Final Fantasy XV is a massive game that could have been so much more. After only 34 hours I have no desire to continue playing which makes me regret paying the full $60 at launch. Although Square Enix has promised the game will be continuously updated and improved over time, having "finished" the story in such an incomplete state, the likelihood that I will return is slim. Spoilers ahead.
After ten years of development, the overall level of quality in FFXV leaves much to be desired especially in the latter half of the game. The biggest problem with Final Fantasy XV is the sheer number of characters involved in this story that get no where near enough screen time to actually impact the story. In the early section of the game, Noctis cries over the death of an old man that had barely any screen time. Presumably the player is supposed to feel some connection but the whole scene felt disjointed and poorly written. More importantly, characters that are pivotal to the story such as Emperor Aldercapt or Luna's brother Ravus get glossed over with barely an impact. In fact, for someone that's supposedly pivotal to the story, the Emperor dies off screen and serves almost no purpose. The player can find his coat in chapter 13, the worst section of the game.
The Regalia has many issues, chief among them is that it isn't fun to deal with. It takes forever to fast travel on the PS4, driving the Regalia is the better alternative for most of the game however, it artificially caps the speed of the Regalia and prevents the player from any discernible movement left or right.
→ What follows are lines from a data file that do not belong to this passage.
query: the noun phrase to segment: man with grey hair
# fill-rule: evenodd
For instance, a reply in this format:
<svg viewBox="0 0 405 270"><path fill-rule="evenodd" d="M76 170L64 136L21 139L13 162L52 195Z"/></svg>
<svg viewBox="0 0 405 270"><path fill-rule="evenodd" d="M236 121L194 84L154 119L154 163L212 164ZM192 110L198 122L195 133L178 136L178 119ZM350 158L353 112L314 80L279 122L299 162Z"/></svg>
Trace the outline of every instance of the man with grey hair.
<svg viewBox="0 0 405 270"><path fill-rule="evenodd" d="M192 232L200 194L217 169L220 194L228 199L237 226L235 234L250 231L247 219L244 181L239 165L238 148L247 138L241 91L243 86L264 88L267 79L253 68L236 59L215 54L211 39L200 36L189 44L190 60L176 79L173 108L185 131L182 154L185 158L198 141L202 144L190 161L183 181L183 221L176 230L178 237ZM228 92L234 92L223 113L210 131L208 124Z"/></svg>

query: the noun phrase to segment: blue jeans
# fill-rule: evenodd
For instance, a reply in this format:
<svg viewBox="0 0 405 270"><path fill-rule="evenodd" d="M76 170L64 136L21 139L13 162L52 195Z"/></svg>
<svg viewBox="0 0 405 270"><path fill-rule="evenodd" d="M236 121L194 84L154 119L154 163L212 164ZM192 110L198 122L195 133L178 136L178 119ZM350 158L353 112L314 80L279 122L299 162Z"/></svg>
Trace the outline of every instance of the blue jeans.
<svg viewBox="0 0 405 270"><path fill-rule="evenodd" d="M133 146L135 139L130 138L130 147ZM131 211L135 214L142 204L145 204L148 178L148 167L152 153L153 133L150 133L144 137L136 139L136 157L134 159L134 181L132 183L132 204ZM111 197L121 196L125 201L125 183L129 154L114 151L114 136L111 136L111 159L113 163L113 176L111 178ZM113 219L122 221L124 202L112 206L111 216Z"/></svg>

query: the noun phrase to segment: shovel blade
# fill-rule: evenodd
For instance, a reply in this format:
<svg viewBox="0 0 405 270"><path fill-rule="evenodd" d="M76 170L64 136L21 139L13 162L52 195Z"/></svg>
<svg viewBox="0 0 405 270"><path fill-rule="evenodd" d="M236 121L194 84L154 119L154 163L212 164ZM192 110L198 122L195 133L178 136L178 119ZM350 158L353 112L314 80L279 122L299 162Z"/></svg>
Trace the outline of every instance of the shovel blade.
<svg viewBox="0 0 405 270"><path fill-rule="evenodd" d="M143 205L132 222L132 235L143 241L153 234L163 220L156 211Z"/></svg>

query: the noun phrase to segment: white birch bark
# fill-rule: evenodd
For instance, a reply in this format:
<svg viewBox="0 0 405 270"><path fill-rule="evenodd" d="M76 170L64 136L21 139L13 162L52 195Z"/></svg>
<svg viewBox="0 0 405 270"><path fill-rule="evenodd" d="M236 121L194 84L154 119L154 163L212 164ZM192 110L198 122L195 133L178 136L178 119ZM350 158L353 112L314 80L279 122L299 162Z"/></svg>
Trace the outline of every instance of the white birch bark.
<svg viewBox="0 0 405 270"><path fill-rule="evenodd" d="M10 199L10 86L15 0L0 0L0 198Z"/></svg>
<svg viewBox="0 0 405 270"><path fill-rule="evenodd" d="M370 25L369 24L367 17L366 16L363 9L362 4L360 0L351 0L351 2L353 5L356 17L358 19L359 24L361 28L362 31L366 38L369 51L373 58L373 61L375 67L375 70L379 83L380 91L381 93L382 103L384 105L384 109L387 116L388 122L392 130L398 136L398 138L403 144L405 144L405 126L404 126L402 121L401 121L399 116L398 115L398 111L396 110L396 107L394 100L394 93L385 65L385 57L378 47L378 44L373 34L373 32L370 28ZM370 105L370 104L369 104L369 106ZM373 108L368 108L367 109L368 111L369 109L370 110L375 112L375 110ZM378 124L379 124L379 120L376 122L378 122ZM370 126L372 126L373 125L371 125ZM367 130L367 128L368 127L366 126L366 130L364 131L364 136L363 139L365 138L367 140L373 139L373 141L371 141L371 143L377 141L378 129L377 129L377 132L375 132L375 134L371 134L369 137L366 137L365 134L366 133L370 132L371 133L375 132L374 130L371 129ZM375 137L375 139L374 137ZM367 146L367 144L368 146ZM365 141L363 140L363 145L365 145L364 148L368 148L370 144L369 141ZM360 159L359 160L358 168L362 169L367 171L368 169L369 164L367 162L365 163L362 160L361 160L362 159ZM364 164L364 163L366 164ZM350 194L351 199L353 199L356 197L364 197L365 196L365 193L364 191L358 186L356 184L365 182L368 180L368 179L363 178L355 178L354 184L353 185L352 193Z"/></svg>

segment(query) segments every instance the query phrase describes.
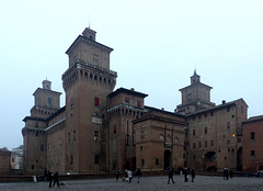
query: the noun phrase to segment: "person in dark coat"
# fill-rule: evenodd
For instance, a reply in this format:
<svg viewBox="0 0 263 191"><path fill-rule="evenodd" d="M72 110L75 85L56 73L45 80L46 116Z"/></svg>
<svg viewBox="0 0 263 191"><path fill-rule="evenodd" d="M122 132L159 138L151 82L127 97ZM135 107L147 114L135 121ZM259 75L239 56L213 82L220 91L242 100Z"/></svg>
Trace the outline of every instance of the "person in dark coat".
<svg viewBox="0 0 263 191"><path fill-rule="evenodd" d="M191 170L191 177L192 177L192 182L194 182L194 179L195 179L195 171L194 171L194 169Z"/></svg>
<svg viewBox="0 0 263 191"><path fill-rule="evenodd" d="M49 188L52 188L53 172L48 171Z"/></svg>
<svg viewBox="0 0 263 191"><path fill-rule="evenodd" d="M140 177L141 177L140 168L137 168L137 170L136 170L136 172L135 172L135 176L137 177L137 183L139 183Z"/></svg>
<svg viewBox="0 0 263 191"><path fill-rule="evenodd" d="M168 184L170 184L170 180L172 180L173 183L175 183L173 181L173 168L169 168L169 172L168 172Z"/></svg>
<svg viewBox="0 0 263 191"><path fill-rule="evenodd" d="M58 178L58 171L56 171L56 173L54 173L54 182L53 182L53 187L57 183L58 188L59 188L59 178Z"/></svg>

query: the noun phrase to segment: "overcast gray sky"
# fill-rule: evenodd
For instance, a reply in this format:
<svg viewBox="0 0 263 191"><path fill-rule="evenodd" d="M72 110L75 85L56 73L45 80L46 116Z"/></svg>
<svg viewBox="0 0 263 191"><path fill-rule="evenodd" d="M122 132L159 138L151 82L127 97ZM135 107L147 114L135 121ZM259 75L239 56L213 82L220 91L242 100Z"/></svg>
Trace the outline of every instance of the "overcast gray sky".
<svg viewBox="0 0 263 191"><path fill-rule="evenodd" d="M23 144L22 120L44 79L64 106L65 52L89 23L114 48L115 89L173 111L196 68L213 102L243 98L249 116L263 114L262 9L262 0L1 0L0 148Z"/></svg>

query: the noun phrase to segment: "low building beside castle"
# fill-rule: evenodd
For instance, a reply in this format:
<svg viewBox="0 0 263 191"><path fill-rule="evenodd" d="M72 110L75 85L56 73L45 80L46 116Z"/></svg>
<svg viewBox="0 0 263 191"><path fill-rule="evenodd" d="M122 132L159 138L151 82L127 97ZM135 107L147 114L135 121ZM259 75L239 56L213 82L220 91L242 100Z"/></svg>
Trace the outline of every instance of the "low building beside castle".
<svg viewBox="0 0 263 191"><path fill-rule="evenodd" d="M242 123L243 133L243 170L263 171L263 115L253 116Z"/></svg>

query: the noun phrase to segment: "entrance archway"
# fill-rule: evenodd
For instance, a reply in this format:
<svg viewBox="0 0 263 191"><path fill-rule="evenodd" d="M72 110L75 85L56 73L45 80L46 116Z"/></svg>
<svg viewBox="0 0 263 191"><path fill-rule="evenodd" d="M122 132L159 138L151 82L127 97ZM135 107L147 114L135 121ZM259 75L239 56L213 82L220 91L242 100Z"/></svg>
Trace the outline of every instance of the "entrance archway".
<svg viewBox="0 0 263 191"><path fill-rule="evenodd" d="M164 170L172 166L171 164L172 154L170 150L164 151Z"/></svg>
When the player is in control, the driving mechanics feel heavily restricted and incredibly boring. There is almost no traffic in the game, artificially controlling how the player drives is a needless act.
When Ignis is driving, the player can change radio stations, interact with a bare bones shop and do little else. Simply allowing players to edit party gear would help ease the tedium of watching the game play itself. There are a few times where one of the guys will say something the player needs to respond to during driving, whether it be going to a photo spot or resting for the night. These could still be in the game while in a menu by giving an auditory cue to press a button and switch out to dialogue or to indicate the drive has ended. There are simple changes to the regalia and how the player interacts with it that will drastically improve the overall game.
There are several characters that join the party from time to time over the course of the game. Iris, Gladiolus' sister, acts as a dedicated healer with little to no combat prowess. I found her to be quite useful at the time and would have liked to have the option to keep her around, perhaps integrate her into the party. The same goes for Aranaea the dragoon. In one of the best boss fights in the game, Aranaea proves herself to be a quick mercenary that can dish out heavy damage all over the battlefield. When she joins the party later, after Gladiolus leaves for absolutely no reason, she dominates the dungeon searching for mythril in a surprisingly fun series of fights. Unfortunately her writing comes across as stale at best. Both survive the apocalypse at the end of the game and are said to be thriving taking on demons and defending people. There is absolutely no reason why they aren't able to join the party in the post game, outside of glitches that allow Aranaea to join the party.
As the game progresses it becomes progressively more linear. Around the mid game, players are boxed in with limited ways to level and are forced to make due even if they are extremely under leveled. This is a mistake that Final Fantasy made before, as players in Final Fantasy X encountered a section where the only usable character has to be over leveled before entering otherwise the game is incredibly punishing. Eventually, in chapter 13, Noctis loses all his fellow friends and has all his abilities and weapons blocked. He is forced to fight alone through a series of boring maze like sequences with only slow magic and eventually a weak sword. The developers clearly want to make the player feel as frustrated, demoralized and confused as the main character does with the thought that things will all work out in the triumphant end to the fighting, making it more emotionally appealing for the player. At best, it was heavy handed albeit with good intentions. Unfortunately the reward is far from good enough to justify the frustration.
At the end of the lengthy chapter, Noctis is sucked into the last remaining crystal of power. He convenes with the being Bahamut and absorbs the strength of the crystal. It takes ten years in which the world is decimated by demons. When Noctis returns, he takes the fight to the true evil, a former Lucian king named Ardyn Caelum. The Astral gods that bestowed power to the Caelum line, of which both Ardyn and Noctis are a part of, created the chain of events that destroyed the world by one of the people the gods empowered to save it. The fight itself is horribly designed, introducing new mechanics with no time to develop. It has no checkpoints during the several stage boss fight and has camera controls that cannot keep up with two characters with warping abilities when it barely follows the player during normal combat. The previous boss Ifrit was majorly difficult but exceptionally fun, making the half baked actual final boss all the more underwhelming and frustrating.
The final cutscene rolls, culminating in the destruction of the immortal demon Ardyn and the death of Noctis, followed immediately by a scene of Noctis and Luna on their wedding day, which never actually happened, as they fall asleep together on the throne. The world is still completely destroyed, most of humanity has been wiped out but the player is supposed to feel rewarded for ridding the world of the demon lord. It is a disjointed narrative to the interactions of the four friends trying to save their world. Across the entirety of the game, there are glimmers of the grand Final Fantasy Square Enix wanted to tell, and it would have been an epic tale. Unfortunately that is not the tale that was published, and it was not the tale I played.